Comprehensive immigration reform for 2010 and beyond is dead. There, we've said it. It is time to concentrate on alternative strategies.
As the biggest supporters of the Irish Lobby for Immigration Reform (ILIR), which was founded out of this newspaper, it gives us no pleasure whatsoever to say this.
We know first-hand of many Irish undocumented who live in fear that the knock on the door will come. They are very much in our thoughts as we write this.
But we also owe them the truth. The Irish need to change tactics.
The reality is that comprehensive immigration reform has been on life support for months now, ever since it became obvious President Obama did not have the magical touch to make partisanship disappear in Washington.
Last time around, the persistent pressure of the anti-immigrant lobby, with its ability to boil a highly complex issue down to one term – amnesty – meant that nothing could be passed.
This time around, that same group, armed with the deep recession which has scared American workers even more, is waiting to pounce and kill any such initiative again.
Despite this, some immigration groups are insisting that success can still be achieved.
There is more than a hint of desperation in all of this, as if the sheer repeating of the mantra will make reform happen.
But the math does not lie. There is no chance in hell that a filibuster-proof majority exists in the Senate for most anything right now, let alone immigration reform. The Senate is where American legislation goes to die.
It might be possible to squeak a bill by the House, but there are more than enough anti-reform votes in the Senate to block any hope of passage.
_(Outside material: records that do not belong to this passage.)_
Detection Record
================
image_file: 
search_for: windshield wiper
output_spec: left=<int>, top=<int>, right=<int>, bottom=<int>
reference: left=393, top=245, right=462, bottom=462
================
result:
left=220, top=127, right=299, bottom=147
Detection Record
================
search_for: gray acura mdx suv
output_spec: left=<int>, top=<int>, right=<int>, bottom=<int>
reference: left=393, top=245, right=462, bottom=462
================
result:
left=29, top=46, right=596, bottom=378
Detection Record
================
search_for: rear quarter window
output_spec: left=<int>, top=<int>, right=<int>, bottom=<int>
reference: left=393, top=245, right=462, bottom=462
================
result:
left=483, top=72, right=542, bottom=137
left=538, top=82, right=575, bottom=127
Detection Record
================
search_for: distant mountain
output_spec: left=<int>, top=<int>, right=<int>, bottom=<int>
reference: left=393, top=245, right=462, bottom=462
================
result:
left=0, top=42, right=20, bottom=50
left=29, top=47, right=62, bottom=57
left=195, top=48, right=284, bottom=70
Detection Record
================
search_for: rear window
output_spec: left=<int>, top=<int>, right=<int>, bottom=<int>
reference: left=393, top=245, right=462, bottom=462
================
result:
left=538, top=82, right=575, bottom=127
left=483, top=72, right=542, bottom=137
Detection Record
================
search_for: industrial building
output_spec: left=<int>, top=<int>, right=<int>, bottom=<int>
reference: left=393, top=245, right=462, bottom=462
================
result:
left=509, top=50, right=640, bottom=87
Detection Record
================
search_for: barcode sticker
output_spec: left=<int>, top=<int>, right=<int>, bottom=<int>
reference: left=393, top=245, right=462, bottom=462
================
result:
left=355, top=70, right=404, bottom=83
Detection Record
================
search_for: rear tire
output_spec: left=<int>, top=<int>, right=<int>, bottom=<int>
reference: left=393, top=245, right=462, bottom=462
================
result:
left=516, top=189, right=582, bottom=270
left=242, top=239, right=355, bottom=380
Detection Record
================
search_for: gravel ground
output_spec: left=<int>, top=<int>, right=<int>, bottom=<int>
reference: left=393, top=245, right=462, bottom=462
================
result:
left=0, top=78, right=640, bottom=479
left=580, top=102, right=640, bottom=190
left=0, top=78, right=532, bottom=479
That will not change.
For 15 years or so, a great effort was undertaken to pass a comprehensive reform bill. It looked like the Promised Land when the Kennedy/McCain bill looked certain to gain passage in 2007, but a filibuster-proof majority never existed.
Now there are even fewer votes despite a Democratic majority. Therefore, it is time to ditch comprehensive and focus on parts of immigration reform that can pass.
The Dream Act is one. It would allow undocumented people who were brought here as children to become legal. It is cruel and unusual punishment to deport such people who, through no fault of their own, were brought here often as infants, and have known no other life.
Start by passing that. Let's then look at what other areas we can address and adopt a piecemeal approach rather than a grand sweeping plan which has brought us nowhere.
The definition of madness is that we continue to do the same thing over and over hoping for a different result. It is time to stop the madness.
First, we must be honest and admit that there is no political future for comprehensive reform. Only then can we actually start to get legislation passed.
The Irish case is very much one that can be presented in this new light. We can still work cooperatively with other groups as far as it makes sense, but we need to try and work our own deal as Australia, Chile and other countries have in the recent past.